Shtokman : un projet hors norme en zone arctique russe
Publié le 24 mai 2019, modifié le 05 juin 2019
Dans la partie russe de la mer de Barents, le gisement de Shtokman est l’une des plus grandes réserves de gaz naturel au monde. Les premières découvertes ont été réalisées à la fin des années 80 par la compagnie russe Gazprom. En 2005, cette dernière lance un appel d’offres pour former un consortium afin d’exploiter le gisement. Total est sélectionné pour le former aux côtés de l’entreprises norvégienne Statoil. Plus de 500 personnes travailleront sur la conception de projet hors norme pendant 3 ans dont une cinquantaine d’ingénieurs détachés du Groupe ainsi qu’un nombre équivalent de collègues norvégiens.
A ces latitudes, les conditions sont extrêmes. D’autant que Shtokman est situé à 550 km des côtes. Régulièrement frappée par des tempêtes, la mer peut se couvrir de glace l’hiver avec une épaisseur atteignant 2 mètres. Pour les hommes comme pour les équipements, c’est éprouvant. De fin 2009 à fin 2012, nous avons travaillé sur des études de conception pour rendre possible cette exploitation off-shore polaire jamais réalisée. Elle reposait sur 3 éléments : la construction d’une usine de liquéfaction du gaz à Teriberka, dans la région de Mourmansk, la pose en mer d’un gazoduc de 550 km de long et surtout l’installation sur le site d’une usine flottante de traitement et de compression de gaz ancrée dans 350 m d’eau et reliée à des puits à gaz sous-marins.
Cet immense navire usine de 300 m de long était une première technologique compte tenu des conditions arctiques. Doté d’une coque en acier spécial résistant aux frottements et à la pression de la glace, le navire serait maintenu en place par un touret pour qu’il puisse tourner sur lui-même en fonction du sens des vents et de la houle tout en continuant à extraire le gaz. Surtout, ce navire devrait être capable de se déconnecter en moins de 30 minutes de son touret si un iceberg le menaçait. Nous avions également prévu de couvrir le pont du navire d’une immense et ingénieuse couverture pour protéger les équipements des vents et des embruns givrants. En fonction de la température, cette couverture « à claire-voie » conserverait ou libérerait la chaleur produite par les machines pour maintenir les équipements à bonne température. Trois bateaux de ce type devaient être ensuite construits pour les phases suivantes de développement du champ.

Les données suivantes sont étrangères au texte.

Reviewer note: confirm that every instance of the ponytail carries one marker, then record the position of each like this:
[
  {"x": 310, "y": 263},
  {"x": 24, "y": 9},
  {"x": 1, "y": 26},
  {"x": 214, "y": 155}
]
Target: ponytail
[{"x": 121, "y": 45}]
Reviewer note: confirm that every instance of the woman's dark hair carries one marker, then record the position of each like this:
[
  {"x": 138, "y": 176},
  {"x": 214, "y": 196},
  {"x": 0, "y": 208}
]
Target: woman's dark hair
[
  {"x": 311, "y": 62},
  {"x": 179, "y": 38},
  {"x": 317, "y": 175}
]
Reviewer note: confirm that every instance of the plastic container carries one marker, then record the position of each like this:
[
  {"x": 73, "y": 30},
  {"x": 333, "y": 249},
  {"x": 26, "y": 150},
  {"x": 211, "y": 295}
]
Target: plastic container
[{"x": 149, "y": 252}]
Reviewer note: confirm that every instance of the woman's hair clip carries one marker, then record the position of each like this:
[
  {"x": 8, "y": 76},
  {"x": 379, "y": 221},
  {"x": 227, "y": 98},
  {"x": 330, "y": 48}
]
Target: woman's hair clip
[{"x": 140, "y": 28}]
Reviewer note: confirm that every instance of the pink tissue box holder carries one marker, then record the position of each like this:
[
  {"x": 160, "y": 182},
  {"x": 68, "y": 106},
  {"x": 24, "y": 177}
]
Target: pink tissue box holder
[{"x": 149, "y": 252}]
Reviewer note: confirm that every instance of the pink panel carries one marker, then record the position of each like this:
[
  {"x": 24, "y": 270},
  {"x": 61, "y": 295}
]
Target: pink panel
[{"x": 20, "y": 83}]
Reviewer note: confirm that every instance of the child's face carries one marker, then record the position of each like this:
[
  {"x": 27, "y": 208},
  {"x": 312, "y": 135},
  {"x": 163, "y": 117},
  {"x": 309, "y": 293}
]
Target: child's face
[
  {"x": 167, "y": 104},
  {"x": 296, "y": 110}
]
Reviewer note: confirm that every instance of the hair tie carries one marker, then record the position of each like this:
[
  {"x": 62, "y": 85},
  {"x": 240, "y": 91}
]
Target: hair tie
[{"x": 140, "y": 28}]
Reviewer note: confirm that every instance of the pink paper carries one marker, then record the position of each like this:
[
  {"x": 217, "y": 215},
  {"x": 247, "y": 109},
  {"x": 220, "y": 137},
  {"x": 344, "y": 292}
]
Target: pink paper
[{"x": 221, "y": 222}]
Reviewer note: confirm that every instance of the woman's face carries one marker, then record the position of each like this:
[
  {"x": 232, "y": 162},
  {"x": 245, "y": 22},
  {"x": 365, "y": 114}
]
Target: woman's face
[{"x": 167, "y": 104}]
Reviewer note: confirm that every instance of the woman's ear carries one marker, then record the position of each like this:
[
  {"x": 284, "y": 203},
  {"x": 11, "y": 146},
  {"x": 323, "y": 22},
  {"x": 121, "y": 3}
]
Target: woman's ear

Ces 3 années en consortium ont été instructives sur le mode de fonctionnement des compagnies publiques russes. Ce dernier était essentiellement basé sur des ordres écrits arrivant en cascade du sommet jusqu’aux équipes et contrôlés de manière stricte par un management aux méthodes archaïques et parfois brutales. Elles ont également été ponctuées par d’innombrables comités techniques avec nos partenaires russes et la production d’une gigantesque documentation technique pour satisfaire aux exigences de l’administration locale.
Complexe, inédite et... onéreuse, l’exploitation du gisement de Shtokman était techniquement possible avec notre projet. Mais la chute des cours du gaz, lié à l’essor du gaz de schiste américain, l’a rendue caduc. Néanmoins l’expérience acquise sur ce projet a été très utile pour le succès de notre projet de Yamal LNG lancé quelques années plus tard avec Novatek. Et puis, qui sait, les immenses ressources gazières de Schtokman sont toujours là et les équipes de Total auront peut-être une autre occasion de les développer un jour.